Time Travel to 2029: Nanotechnology Thrives

"Future generations may well judge our success — and our wisdom — by how well we realize the potential of nano while avoiding the pitfalls."—Joseph Bordogna, Deputy Director of the U.S. National Science Foundation, plenary session at 2003 IEDM.
 
Looking into the future 25 years is perhaps a task better suited to soothsayers than scientists and industry professionals. However, given the rate of technology innovation that the semiconductor industry is undergoing presently, it would come as no surprise if device manufacturers continued on the pace of rapid technology developments in design, manufacturing technology and new packaging implementation.
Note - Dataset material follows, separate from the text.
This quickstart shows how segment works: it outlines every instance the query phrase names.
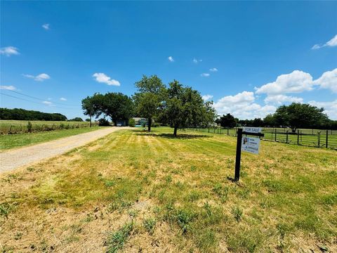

Moore's Law of smaller, faster, cheaper devices will persist, but with strong consideration for the needs for reduced power consumption and better heat dissipation. "The power problem," as it has been called, will require equally innovative solutions to those of pushing faster clock speed on microprocessors and increasing storage capability in memory devices.

A concept called ambient intelligence (Fig. 1 ), where technology is embedded in our natural surroundings, ever present and available for access by the individual, will be accomplished within the next 25 years. What is unclear is the way it will be implemented, and whether certain products will prove feasible and affordable such as paper-like displays and small sensors embedded in paint that might facilitate communication in houses and hotels.

A combination of key capabilities will be needed to bring nanotechnology and ambient intelligence into the mainstream about two decades from now — in design, design-for-manufacturing, materials synthesis using, for instance, self assembly, development of new interconnect approaches such as carbon nanotubes, and 3-D interconnect and 3-D packaging alternatives. Nanotechnology not only requires interaction among the circuit, chip and system designers and manufacturers, but also cross-pollination of disciplines among biological, chemical, mechanical and electrical functions, which is already occurring today.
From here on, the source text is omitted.